For (I = 0; I <256; I ++)
{
Lhistogram [I] = 0;
}

// Obtain the grayscale histogram, the maximum gray scale value, and the minimum gray scale value.
Imaxgrayvalue = 0;
Imingrayvalue = 255;
For (I = 0; I <lwidth; I ++)
{
For (j = 0; j <lheight; j ++)
{
Lpsrc = (char *) lpdibbits + llinebytes * j + I;
Pixel = (unsigned char) * lpsrc;
Lhistogram [pixel] ++;

// Modify the maximum and minimum gray values
If (imingrayvalue> pixel)
{
Imingrayvalue = pixel;
}
If (imaxgrayvalue <pixel)
{
Imaxgrayvalue = pixel;
}
}
}

// Traverse T and select the optimal threshold
For (t = imingrayvalue; t <imaxgrayvalue; t ++)
{
Inewthreshold = T;
Lp1 = 0;
LS1 = 0;
Lp2 = 0;
Ls2 = 0;

// Calculate the average gray level of the foreground, background, and percentage of points
For (I = imingrayvalue; I <= inewthreshold; I ++)
{
Lp1 + = lhistogram [I] * I;
LS1 + = lhistogram [I];
}
Imean1grayvalue = (unsigned char) (lp1/LS1 );
W0 = (double) (LS1)/(lwidth * lheight );
For (I = inewthreshold + 1; I <= imaxgrayvalue; I ++)
{
Lp2 + = lhistogram [I] * I;
Ls2 + = lhistogram [I];
}
Imean2grayvalue = (unsigned char) (lp2/ls2 );
W1 = 1-W0;

// Calculate inter-Class Variance
G = (double) W0 * W1
* (Imean1grayvalue-imean2grayvalue) * (imean1grayvalue-imean2grayvalue );
If (G> tempg)
{
Tempg = g;
Ithreshold = inewthreshold;
}
}

// Binarization the image based on the threshold
For (I = 0; I <lwidth; I ++)
{
For (j = 0; j <lheight; j ++)
{
Lpsrc = (char *) lpdibbits + llinebytes * j + I;
Lpdst = (char *) lpnewdibbits + llinebytes * j + I;
Pixel = (unsigned char) * lpsrc;
If (pixel <= ithreshold)
{
* Lpdst = (unsigned char) 0;
}
Else
{
* Lpdst = (unsigned char) 255;
}
}
}

// Copy the image
Memcpy (lpdibbits, lpnewdibbits, lwidth * lheight );

// Release the memory
Localunlock (hnewdibbits );
Localfree (hnewdibbits );

// Return
Return true;
}

/*************************************** **********************************
*
* Function Name:
* Thresholddib ()
*
* Parameters:
* Lpstr lpdibbits-pointer to the source DIB image
* Long lwidth-source image width (like prime number)
* Long lheight-source Image Height (like prime number)
*
* Return value:
* If the bool operation succeeds, true is returned.
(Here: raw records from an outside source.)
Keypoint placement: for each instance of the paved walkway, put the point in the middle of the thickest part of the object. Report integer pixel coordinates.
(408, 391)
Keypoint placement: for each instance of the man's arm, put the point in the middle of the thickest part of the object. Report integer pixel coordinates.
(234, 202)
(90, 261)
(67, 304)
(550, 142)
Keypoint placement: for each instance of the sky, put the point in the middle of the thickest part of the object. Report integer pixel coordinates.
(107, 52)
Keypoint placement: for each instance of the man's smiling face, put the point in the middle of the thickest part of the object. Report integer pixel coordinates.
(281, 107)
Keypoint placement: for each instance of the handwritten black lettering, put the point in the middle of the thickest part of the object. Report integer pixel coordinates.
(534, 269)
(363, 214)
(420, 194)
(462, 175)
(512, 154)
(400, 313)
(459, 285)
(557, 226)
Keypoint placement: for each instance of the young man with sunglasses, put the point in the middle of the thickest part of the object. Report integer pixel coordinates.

Otherwise, false is returned.
*
* Note:
* This function uses iterative methods to perform Threshold Value Segmentation on images.
*
**************************************** ********************************/

Bool winapi thresholddib (lpstr lpdibbits, long lwidth, long lheight)
{
 
// Pointer to the source Image
Lpstr lpsrc;
 
// Pointer to the cached Image
Lpstr lpdst;
 
// Pointer to the cached DIB image
Lpstr lpnewdibbits;
Hlocal hnewdibbits;

// Cyclic variable
Long I;
Long J;

// Pixel value
Unsigned char pixel;

// Histogram Array
Long lhistogram [256];

// Threshold value, maximum gray value and minimum gray value, average gray value in two regions
Unsigned char ithreshold, inewthreshold, imaxgrayvalue, imingrayvalue, imean1grayvalue, imean2grayvalue;

// The intermediate variable used to calculate the regional gray average.
Long lp1, lp2, LS1, ls2;

// Number of iterations
Int iiterationtimes;

// Number of bytes per line of the image
Long llinebytes;

// Temporarily allocate memory to save new images
Hnewdibbits = localalloc (lhnd, lwidth * lheight );

If (hnewdibbits = NULL)
{
// Memory allocation failed
Return false;
}
 
// Lock the memory
Lpnewdibbits = (char *) locallock (hnewdibbits );

// Initialize the newly allocated memory. The initial value is 255.
Lpdst = (char *) lpnewdibbits;
Memset (lpdst, (byte) 255, lwidth * lheight );

// Calculate the number of bytes per line of the image
Llinebytes = widthbytes (lwidth * 8 );

For (I = 0; I <256; I ++)
{
Lhistogram [I] = 0;
}

// Obtain the Histogram
Imaxgrayvalue = 0;
Imingrayvalue = 255;
For (I = 0; I <lwidth; I ++)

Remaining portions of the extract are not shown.